Anemia is one of the most pressing public health issues in the world with iron deficiency a major public health issue worldwide. The highest prevalence of anemia is in developing countries. The complete blood count is a blood test used to diagnose the prevalence of anemia. While earlier studies have framed the problem of diagnosis as a binary classification problem, this paper frames it as a multi class (three classes) classification problem with mild, moderate and severe classes. The three classes for the anemia classification (mild, moderate, severe) are so chosen as the world health organization (WHO) guidelines formalize this categorization based on the Haemoglobin (HGB) values of the chosen sample of patients in the Complete Blood Count (CBC) patient data set.
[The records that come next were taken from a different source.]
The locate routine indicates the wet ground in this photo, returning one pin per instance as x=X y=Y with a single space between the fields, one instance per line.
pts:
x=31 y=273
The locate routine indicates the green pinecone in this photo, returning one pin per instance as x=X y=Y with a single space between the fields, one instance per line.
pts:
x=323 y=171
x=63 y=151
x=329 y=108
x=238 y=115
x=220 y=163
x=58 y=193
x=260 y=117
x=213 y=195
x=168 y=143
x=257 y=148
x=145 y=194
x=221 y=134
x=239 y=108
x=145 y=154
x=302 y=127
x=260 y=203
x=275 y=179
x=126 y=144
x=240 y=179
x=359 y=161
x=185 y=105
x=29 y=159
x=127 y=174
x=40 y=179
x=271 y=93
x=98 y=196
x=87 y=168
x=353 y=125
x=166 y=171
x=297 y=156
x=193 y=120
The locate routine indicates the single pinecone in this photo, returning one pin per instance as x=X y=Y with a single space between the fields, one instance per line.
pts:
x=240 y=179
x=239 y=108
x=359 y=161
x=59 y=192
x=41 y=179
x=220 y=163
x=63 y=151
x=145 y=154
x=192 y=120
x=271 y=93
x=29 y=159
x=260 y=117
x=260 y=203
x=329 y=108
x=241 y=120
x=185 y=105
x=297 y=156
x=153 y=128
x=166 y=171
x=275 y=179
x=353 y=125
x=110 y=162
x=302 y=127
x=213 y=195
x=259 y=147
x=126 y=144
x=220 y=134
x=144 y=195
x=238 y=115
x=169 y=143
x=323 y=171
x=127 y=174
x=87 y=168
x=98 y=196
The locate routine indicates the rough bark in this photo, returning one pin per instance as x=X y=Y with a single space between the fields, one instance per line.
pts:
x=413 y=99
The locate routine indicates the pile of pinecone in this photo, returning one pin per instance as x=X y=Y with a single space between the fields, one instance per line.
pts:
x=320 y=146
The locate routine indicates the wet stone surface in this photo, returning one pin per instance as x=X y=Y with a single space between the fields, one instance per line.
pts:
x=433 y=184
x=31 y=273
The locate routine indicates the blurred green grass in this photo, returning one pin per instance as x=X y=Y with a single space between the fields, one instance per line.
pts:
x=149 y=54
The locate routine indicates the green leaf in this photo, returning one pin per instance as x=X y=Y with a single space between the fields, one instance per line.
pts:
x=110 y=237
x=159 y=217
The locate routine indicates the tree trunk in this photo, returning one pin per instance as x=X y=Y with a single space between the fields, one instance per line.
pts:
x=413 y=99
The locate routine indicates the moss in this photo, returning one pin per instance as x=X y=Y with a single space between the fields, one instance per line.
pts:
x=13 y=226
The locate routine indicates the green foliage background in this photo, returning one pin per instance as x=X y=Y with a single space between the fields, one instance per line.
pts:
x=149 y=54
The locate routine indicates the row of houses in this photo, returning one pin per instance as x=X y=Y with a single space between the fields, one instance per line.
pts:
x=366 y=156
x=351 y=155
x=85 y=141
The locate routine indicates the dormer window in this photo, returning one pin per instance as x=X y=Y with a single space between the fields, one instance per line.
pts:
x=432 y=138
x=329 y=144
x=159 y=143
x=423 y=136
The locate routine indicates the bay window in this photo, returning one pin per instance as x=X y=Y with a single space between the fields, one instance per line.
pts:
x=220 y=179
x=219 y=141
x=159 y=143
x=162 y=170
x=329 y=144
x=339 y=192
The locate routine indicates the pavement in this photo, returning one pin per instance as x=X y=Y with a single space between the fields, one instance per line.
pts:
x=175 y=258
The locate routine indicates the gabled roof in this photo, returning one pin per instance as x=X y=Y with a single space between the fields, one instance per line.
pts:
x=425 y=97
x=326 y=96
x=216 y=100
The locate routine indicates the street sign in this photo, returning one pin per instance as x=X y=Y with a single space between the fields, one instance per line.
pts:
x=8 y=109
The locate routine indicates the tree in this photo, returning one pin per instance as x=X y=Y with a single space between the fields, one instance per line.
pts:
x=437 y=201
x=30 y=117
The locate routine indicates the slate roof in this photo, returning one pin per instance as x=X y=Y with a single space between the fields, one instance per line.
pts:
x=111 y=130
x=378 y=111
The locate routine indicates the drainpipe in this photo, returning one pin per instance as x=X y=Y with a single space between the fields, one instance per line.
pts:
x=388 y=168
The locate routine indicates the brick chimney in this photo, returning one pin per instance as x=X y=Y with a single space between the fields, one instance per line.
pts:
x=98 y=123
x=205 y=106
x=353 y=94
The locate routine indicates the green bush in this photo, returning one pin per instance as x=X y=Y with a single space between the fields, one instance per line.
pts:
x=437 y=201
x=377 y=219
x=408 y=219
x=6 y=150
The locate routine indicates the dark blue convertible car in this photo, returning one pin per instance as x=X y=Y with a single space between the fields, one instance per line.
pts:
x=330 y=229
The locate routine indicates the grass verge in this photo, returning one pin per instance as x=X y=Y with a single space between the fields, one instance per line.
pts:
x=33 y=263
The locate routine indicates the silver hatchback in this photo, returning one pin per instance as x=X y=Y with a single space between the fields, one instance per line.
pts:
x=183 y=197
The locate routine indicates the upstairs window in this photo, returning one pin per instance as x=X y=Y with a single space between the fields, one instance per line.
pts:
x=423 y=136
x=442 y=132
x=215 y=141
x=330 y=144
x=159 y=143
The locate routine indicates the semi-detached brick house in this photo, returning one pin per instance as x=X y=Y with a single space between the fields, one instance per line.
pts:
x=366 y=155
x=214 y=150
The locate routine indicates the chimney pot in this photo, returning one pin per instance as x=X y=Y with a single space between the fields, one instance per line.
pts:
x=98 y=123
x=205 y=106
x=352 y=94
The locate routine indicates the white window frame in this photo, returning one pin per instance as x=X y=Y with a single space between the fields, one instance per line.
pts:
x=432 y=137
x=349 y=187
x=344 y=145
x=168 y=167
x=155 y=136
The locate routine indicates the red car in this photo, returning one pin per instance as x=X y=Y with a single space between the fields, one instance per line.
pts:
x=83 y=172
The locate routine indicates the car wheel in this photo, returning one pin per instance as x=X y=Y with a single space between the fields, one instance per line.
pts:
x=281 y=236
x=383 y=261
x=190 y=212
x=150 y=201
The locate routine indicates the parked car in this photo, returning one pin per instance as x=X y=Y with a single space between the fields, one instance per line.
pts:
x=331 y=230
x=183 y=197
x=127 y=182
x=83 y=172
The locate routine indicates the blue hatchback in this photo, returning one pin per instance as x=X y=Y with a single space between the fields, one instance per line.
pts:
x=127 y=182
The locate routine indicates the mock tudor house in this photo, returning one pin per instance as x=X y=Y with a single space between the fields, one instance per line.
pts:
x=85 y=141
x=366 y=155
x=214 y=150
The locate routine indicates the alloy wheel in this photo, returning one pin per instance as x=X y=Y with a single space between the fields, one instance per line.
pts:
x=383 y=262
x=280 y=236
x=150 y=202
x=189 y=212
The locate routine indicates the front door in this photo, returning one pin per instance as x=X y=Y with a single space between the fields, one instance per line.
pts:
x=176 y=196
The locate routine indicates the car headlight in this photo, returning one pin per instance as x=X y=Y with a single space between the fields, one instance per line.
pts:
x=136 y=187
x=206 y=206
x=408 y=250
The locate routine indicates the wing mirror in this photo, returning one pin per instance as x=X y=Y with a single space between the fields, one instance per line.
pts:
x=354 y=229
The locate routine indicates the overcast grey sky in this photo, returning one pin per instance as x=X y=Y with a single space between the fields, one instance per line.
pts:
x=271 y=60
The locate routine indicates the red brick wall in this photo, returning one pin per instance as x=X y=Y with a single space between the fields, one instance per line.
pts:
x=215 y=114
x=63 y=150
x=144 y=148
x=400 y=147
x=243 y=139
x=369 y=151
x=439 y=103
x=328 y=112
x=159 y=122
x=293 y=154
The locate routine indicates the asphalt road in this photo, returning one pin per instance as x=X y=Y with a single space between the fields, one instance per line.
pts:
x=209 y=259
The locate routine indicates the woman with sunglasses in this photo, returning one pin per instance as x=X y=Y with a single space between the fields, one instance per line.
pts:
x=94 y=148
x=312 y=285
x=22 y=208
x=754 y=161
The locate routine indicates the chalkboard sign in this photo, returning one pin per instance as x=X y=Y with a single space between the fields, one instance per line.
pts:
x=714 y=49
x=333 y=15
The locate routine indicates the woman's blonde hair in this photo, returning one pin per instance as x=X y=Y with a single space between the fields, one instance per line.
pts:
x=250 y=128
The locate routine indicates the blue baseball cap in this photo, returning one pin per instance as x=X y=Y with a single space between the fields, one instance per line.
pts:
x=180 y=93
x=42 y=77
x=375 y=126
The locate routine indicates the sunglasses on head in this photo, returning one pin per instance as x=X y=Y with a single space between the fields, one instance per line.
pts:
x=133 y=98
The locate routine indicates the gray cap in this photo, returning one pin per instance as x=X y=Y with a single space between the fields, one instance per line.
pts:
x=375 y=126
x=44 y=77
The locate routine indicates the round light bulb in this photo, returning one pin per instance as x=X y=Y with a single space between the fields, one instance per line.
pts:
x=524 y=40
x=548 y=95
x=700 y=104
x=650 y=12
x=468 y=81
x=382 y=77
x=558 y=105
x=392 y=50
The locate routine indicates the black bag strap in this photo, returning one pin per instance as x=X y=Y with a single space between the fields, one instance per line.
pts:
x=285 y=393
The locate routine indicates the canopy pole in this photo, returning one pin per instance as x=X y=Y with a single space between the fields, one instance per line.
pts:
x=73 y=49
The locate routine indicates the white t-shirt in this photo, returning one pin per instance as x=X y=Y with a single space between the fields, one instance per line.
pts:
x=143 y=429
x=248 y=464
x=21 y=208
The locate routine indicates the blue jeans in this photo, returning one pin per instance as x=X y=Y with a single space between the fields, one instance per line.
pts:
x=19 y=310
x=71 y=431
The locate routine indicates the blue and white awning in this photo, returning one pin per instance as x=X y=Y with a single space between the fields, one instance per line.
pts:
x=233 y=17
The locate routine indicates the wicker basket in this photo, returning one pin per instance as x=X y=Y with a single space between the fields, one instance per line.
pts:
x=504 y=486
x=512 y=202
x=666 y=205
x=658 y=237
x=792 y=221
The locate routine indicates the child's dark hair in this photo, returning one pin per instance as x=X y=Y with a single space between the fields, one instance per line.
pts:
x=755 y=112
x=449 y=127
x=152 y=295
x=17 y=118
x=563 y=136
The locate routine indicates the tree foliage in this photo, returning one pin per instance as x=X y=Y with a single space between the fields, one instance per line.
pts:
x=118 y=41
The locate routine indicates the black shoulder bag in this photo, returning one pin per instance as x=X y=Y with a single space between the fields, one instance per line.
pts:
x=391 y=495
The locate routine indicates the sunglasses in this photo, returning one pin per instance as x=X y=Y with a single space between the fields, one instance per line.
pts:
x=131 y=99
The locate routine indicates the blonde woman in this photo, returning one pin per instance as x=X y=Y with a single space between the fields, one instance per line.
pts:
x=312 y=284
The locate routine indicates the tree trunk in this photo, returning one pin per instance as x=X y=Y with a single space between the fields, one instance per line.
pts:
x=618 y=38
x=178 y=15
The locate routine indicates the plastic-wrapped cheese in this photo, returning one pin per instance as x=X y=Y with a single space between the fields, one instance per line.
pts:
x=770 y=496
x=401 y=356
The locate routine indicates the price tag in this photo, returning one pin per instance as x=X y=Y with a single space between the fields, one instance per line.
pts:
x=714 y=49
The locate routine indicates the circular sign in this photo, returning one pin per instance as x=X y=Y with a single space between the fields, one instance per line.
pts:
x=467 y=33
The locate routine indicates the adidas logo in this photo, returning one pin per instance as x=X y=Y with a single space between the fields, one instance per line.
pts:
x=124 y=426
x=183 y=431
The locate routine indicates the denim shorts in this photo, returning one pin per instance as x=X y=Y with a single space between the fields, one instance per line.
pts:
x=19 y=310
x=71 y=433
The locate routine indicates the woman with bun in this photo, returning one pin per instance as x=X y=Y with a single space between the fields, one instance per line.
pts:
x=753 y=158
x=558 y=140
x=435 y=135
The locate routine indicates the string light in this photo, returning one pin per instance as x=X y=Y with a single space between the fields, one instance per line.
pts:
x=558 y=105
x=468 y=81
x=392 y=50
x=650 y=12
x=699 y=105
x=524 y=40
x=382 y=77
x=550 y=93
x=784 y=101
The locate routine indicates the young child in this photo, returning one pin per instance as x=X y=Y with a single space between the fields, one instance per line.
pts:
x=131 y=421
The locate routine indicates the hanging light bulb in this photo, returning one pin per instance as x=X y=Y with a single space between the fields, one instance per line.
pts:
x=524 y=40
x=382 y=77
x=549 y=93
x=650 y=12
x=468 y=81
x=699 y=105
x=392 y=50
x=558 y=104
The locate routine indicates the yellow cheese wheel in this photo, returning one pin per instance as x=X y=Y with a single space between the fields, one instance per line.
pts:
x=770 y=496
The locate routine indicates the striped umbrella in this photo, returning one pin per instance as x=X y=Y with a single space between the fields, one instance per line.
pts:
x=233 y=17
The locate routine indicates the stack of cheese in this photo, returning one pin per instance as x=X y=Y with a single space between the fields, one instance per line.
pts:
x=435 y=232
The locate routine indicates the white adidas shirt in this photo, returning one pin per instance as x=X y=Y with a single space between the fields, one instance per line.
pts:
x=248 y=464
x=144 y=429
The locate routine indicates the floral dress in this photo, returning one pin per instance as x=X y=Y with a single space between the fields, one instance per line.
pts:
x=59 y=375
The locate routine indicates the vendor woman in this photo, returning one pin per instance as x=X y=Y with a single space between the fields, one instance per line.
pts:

Complete blood count test data was collected in an outpatient clinical setting in India. We used Feature selection with Majority voting to identify the key attributes in the input patient data set. In addition, since the original data set was imbalanced we used Synthetic Minority Oversampling Technique (SMOTE) to balance the data set. Four data sets including the original data set were used to perform the data experiments. Six standard machine learning algorithms were utilised to test our four data sets, performing multi class classification. Benchmarking these algorithms was performed and tabulated using both10 fold cross validation and hold out methods. The experimental results indicated that multilayer perceptron network was predominantly giving good recall values across mild and moderate class which are early and middle stages of the disease. With a good prediction model at early stages, medical intervention can provide preventive measure from further deterioration into severe stage or recommend the use of supplements to overcome this problem.

Suggested Citation

  • Rajan Vohra & Abir Hussain & Anil Kumar Dudyala & Jankisharan Pahareeya & Wasiq Khan, 2022. "Multi-class classification algorithms for the diagnosis of anemia in an outpatient clinical setting," PLOS ONE, Public Library of Science, vol. 17(7), pages 1-18, July.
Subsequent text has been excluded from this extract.